I'm reading this lecture notes about gaussian naive bayes classifier:ohio state CSE 788.04
On Section 1.1, the formulation for gaussian naive bayes classifier, he said that $X=<X_1, ...X_n>$, where each $X_i$ is a continous random variable.
But in equation $5$:
$$P(Y=1|X)=\frac{P(Y=1)P(X|Y=1)}{P(Y=1)P(X|Y=1)+P(Y=0)P(X|Y=0)}$$
Why wasn't chain rule for probability applied, since $X$ is now a vector of conditions instead of 1 condition? (Question 1)
Then again in equation $7$:
$$P(Y=1|X)=\frac{1}{1+exp(ln(\frac{P(Y=0)P(X|Y=0)}{P(Y=1)P(X|Y=1)}))}$$
Becomes $8$:
$$P(Y=1|X)=\frac{1}{1+exp(ln(\frac{P(Y=0)}{P(Y=1)}+\sum(ln(\frac{P(X_i|Y=0)}{P(X_i|Y=1})))}$$
From 7 to 8, it looks like he used natural log properties to split into two variables (Question 2):
$$ln(\frac{P(Y=0)P(X|Y=0)}{P(Y=1)P(X|Y=1)})$$
$$=ln(\frac{P(Y=0)}{P(Y=1)})+ln(\frac{P(X|Y=0)}{P(X|Y=1)})$$
But I'm not sure where did the summation come from.
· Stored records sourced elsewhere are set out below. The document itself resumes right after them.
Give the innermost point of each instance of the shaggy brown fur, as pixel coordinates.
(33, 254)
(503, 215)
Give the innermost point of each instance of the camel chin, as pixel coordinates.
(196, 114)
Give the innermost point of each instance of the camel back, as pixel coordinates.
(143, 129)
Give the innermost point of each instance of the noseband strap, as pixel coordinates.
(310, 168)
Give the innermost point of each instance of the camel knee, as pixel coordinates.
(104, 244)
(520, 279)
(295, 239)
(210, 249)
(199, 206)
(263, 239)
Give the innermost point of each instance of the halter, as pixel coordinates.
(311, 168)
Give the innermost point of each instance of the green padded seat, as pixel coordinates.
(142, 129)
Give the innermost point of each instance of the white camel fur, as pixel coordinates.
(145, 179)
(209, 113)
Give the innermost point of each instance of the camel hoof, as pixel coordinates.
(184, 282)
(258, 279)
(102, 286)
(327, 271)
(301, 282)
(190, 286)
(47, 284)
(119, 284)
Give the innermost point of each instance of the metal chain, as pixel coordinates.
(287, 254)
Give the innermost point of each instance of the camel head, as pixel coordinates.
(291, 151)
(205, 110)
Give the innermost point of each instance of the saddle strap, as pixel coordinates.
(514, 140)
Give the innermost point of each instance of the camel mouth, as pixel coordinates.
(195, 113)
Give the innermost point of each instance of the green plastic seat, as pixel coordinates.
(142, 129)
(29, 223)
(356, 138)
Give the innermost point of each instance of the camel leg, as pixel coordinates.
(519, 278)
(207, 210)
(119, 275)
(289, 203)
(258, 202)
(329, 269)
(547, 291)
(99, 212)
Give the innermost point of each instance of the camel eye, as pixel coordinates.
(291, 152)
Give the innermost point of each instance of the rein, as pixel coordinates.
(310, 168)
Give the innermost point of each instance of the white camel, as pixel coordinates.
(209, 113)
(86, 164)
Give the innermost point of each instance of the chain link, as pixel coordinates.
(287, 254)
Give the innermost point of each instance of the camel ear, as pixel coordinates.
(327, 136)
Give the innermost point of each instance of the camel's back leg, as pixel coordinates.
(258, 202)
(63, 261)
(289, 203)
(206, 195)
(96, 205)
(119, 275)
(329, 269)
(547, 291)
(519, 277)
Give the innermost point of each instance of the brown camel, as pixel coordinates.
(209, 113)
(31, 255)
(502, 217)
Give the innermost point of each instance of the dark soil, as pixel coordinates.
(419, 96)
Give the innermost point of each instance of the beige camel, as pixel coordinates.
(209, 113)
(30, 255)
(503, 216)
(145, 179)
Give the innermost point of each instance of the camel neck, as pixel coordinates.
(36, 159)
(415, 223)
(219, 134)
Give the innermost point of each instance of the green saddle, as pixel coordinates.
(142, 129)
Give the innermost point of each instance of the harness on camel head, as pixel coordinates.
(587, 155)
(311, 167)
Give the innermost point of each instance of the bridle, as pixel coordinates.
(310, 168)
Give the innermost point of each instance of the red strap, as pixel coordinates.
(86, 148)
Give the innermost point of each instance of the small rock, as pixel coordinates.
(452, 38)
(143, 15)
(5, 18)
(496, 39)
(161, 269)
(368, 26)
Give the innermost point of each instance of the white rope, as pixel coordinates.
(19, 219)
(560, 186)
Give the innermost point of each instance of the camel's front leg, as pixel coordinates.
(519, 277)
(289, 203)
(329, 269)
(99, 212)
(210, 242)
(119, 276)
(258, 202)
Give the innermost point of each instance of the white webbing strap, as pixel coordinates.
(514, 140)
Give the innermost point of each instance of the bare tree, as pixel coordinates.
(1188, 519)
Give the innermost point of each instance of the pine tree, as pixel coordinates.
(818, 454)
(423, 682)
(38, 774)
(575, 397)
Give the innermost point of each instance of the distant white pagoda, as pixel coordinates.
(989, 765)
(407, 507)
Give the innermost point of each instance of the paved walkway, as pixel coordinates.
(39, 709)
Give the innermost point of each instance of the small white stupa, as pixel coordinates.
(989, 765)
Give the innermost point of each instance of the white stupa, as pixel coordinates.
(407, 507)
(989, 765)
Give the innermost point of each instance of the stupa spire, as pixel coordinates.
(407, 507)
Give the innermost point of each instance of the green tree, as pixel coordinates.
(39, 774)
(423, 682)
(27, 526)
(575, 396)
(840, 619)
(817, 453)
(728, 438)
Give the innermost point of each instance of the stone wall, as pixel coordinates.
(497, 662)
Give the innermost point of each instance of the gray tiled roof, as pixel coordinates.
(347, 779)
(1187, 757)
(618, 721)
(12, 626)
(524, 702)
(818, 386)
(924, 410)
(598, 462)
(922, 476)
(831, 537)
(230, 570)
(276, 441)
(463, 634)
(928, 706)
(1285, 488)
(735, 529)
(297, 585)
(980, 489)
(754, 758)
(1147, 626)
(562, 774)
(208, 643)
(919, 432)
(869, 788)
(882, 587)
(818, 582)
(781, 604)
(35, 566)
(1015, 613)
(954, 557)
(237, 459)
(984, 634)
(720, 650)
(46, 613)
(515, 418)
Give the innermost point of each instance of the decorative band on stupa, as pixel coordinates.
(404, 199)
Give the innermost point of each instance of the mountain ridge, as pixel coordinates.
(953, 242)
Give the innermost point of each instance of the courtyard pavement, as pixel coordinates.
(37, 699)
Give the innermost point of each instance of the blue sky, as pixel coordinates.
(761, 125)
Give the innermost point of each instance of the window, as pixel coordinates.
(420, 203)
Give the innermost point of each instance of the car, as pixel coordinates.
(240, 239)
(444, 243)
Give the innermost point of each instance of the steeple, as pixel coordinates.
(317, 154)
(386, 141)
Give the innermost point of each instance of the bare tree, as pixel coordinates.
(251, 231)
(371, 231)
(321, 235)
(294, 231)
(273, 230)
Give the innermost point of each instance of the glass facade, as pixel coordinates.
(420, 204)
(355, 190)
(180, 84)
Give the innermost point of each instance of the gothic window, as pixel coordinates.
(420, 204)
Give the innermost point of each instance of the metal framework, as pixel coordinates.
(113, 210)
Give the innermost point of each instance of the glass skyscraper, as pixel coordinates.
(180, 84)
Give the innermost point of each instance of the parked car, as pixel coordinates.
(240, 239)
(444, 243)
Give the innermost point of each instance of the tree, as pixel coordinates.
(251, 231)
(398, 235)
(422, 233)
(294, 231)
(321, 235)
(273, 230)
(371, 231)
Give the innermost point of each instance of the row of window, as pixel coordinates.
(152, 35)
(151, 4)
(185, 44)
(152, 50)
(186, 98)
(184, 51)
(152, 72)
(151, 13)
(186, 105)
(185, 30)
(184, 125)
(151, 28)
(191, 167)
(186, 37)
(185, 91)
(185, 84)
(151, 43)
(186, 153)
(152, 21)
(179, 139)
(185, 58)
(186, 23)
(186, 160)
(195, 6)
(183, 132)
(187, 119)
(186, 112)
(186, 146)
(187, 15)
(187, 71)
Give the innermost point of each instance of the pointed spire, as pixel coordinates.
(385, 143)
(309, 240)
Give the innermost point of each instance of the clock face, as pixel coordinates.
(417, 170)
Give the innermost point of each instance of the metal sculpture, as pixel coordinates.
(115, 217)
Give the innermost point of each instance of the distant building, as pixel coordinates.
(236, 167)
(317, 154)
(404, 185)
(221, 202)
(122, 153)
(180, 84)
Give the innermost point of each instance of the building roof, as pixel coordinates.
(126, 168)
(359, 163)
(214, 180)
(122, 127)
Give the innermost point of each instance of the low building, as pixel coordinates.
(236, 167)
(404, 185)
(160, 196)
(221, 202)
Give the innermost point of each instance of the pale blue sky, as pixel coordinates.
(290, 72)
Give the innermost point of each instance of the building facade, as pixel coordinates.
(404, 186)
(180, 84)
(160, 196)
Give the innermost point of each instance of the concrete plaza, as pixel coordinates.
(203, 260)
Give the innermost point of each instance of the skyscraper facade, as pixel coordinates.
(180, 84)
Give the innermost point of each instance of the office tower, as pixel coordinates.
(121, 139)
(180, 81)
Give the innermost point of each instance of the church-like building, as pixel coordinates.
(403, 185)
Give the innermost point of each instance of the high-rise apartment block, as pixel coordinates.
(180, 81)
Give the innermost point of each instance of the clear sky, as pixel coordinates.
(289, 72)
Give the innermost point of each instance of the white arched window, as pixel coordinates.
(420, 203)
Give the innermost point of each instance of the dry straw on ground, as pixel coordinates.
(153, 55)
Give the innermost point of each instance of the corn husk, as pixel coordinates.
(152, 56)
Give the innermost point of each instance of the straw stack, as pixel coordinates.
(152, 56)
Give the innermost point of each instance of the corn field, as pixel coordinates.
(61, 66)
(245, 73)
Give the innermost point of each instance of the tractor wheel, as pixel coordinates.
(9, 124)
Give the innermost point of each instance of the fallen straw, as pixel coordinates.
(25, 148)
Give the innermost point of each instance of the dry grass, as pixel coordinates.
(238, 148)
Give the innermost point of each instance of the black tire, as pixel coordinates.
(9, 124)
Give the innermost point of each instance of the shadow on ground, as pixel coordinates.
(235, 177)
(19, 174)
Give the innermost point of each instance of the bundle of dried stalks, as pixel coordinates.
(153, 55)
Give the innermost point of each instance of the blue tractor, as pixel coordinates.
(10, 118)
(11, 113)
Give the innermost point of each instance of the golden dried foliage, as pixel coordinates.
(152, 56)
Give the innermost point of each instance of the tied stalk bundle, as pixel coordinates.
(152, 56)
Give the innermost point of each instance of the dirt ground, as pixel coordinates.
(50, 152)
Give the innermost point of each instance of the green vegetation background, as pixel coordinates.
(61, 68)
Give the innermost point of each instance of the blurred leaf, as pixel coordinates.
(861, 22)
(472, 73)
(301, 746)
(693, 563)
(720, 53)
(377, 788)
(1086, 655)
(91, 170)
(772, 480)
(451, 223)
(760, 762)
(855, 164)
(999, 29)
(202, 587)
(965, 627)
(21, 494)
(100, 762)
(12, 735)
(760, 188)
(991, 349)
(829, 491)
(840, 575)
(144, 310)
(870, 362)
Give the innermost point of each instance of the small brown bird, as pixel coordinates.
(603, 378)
Can anyone point me to methods and techniques used for Question 1 and 2?
In Equation 7, consider the numerator in the argument of $ln$.
$$P(X|Y=0) = P(X_1, X_2, \dots, X_n | Y=0) = \prod_{i=1}^n P(X_i|Y=0),$$
where the last equality is allowed since $X_j$ and $X_k$ are independent (conditioned on $Y = 0$) for all $j, k = 1, \dots, n$ . This independence is an assumption of the Naive Bayes model.
The same can be said of the denominator:
$$P(X|Y=1) = \prod_{i=1}^n P(X_i|Y=1).$$
From these two equations, the summation in Equation 8 arises from
\begin{align} ln \left( \frac{P(X|Y=0) \cdot P(Y=0)}{P(X|Y=1) \cdot P(Y=1)} \right) &= ln \left( \frac{\prod_{i=1}^n P(X_i|Y=0) \cdot P(Y=0)}{\prod_{i=1}^n P(X_i|Y=1) \cdot P(Y=1)} \right) \\ &= \sum_{i=1}^n ln(\frac{P(X_i|Y=0)}{P(X_i|Y=1)}) + ln \left( \frac{P(Y=0)}{P(Y=1)} \right). \end{align}